What’s blue and doesn’t fit?
A dead epileptic.
------------
So a guy is walking with a young boy into the woods.
Boy “hey mister its getting dark out and I’m scared”
Man “how do you think I feel, I have to walk back alone”
--------------
Why was the leper hockey game cancelled?
There was a face off in the corner
-----------
and an oldie but goodie.
A guy sits at a bar in a skyscraper restaurant high above the city. He slams a shot of tequila, goes over to the window and jumps out.
The guy sitting next to him can’t believe what he just saw. He’s more surprised when, 10 minutes later, the same guy walks back into the bar and sits down next to him.
The astonished onlooker asks, “How did you do that? I just saw you jump out the window, and we’re hundreds of feet above the ground!”
The jumper responds by slurring, “Well, I don’t get it either. I slam a shot of tequila, and when I jump out the window, the tequila makes me slow down right before I hit the ground. Watch.” He takes a shot, goes to the window and jumps out.
The other guy runs to the window and watches as the guy falls to just above the sidewalk, slows down and lands softly on his feet. A few minutes later, the jumper walks back into the bar.

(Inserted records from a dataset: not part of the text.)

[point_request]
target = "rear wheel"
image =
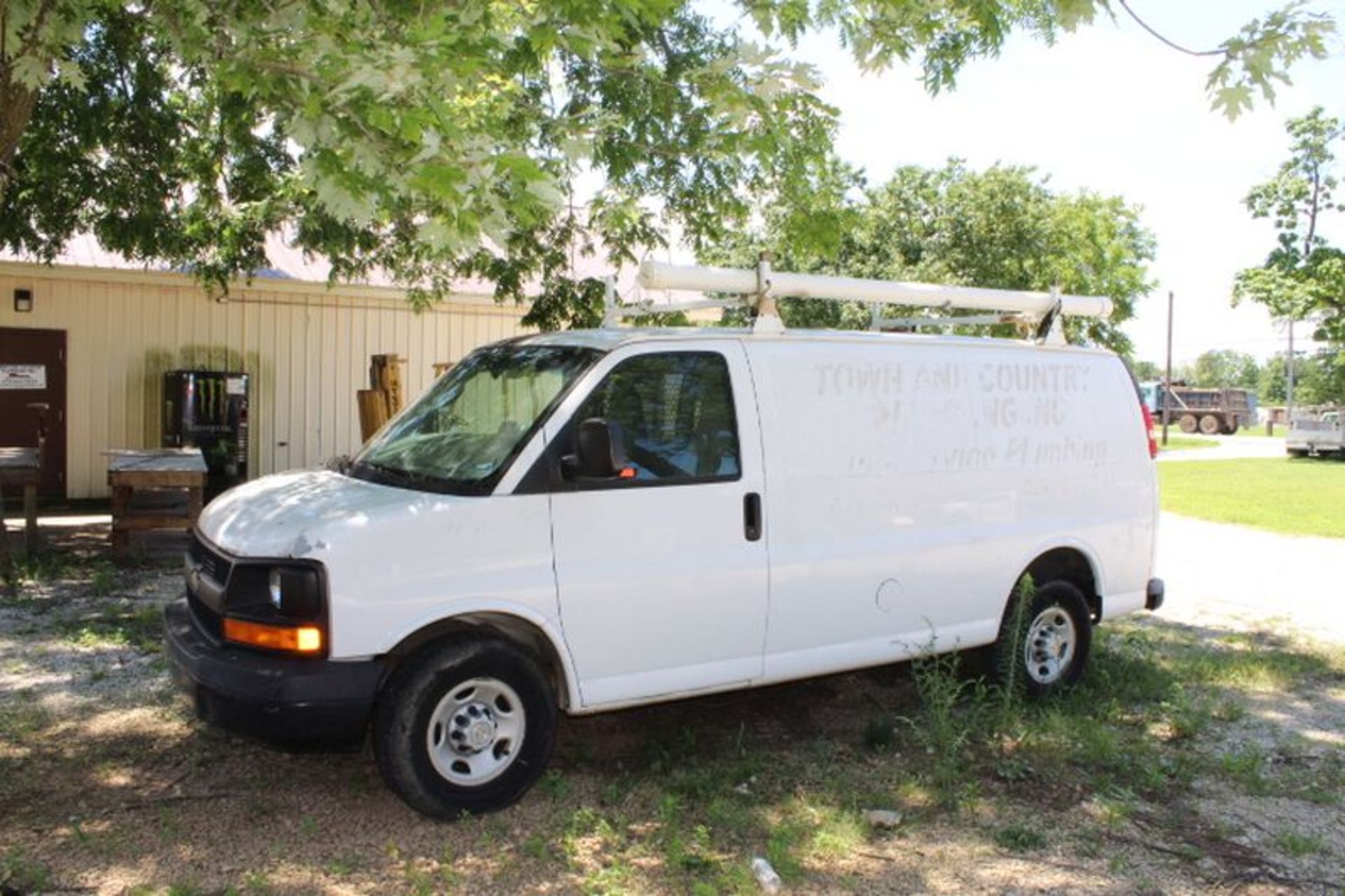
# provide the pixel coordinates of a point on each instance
(464, 726)
(1042, 647)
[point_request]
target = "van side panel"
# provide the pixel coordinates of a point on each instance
(908, 486)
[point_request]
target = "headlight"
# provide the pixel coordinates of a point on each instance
(295, 591)
(276, 607)
(273, 587)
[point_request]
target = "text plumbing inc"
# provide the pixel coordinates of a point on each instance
(1032, 377)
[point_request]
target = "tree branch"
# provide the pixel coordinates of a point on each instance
(1175, 46)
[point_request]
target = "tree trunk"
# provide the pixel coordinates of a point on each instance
(17, 102)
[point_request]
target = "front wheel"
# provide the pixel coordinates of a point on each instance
(464, 726)
(1042, 647)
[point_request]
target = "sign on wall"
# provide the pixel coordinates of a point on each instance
(23, 377)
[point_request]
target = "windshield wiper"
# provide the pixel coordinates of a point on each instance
(397, 473)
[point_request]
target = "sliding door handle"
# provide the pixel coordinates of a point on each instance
(752, 516)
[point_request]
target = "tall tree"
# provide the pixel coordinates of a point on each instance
(1225, 368)
(1302, 276)
(1000, 228)
(440, 140)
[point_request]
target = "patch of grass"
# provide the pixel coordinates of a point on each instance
(1019, 839)
(22, 719)
(1184, 443)
(137, 626)
(1247, 769)
(104, 579)
(1279, 494)
(23, 875)
(555, 785)
(343, 865)
(1298, 845)
(950, 723)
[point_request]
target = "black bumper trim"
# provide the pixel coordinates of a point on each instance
(273, 698)
(1154, 593)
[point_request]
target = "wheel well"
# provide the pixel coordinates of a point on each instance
(504, 626)
(1070, 565)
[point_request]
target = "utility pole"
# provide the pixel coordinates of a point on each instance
(1168, 377)
(1289, 378)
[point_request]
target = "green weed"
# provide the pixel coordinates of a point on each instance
(1019, 839)
(1298, 845)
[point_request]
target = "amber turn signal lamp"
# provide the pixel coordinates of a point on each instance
(304, 640)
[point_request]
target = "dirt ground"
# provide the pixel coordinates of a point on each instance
(108, 785)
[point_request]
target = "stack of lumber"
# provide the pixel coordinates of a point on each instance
(384, 399)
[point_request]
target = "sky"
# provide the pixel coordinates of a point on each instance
(1112, 111)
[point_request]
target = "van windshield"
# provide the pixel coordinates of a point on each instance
(462, 434)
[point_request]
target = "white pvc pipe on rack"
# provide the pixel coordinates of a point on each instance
(656, 275)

The other guy has to try it, too, so he orders a shot of tequila. He slams it and jumps out the window. As he reaches the bottom, he doesn’t slow down at all. SPLAT!
The first guy orders another shot of tequila. The bartender shakes his head. “You’re really an a**hole when you’re drunk, Superman.”
and finaly.
While playing in the backyard, Little Johnny kills a honeybee. His father sees him killing the honeybee and angrily says, "No honey for you for one month!"
Later that afternoon, Johnny's dad catches him tearing the wings off a butterfly. "That's it! No butter for you for one month!" says his dad.
Later that evening as Johnny's mother cooks dinner, a cockroach run across the kitchen floor. She jumps and stomps on it, and then looks up to find Little Johnny and her husband watching her.
Little Johnny looks at his father and says, "Are you going to tell her, Dad, or do you want me to?"
Why wasn't chicken able to cross the road ?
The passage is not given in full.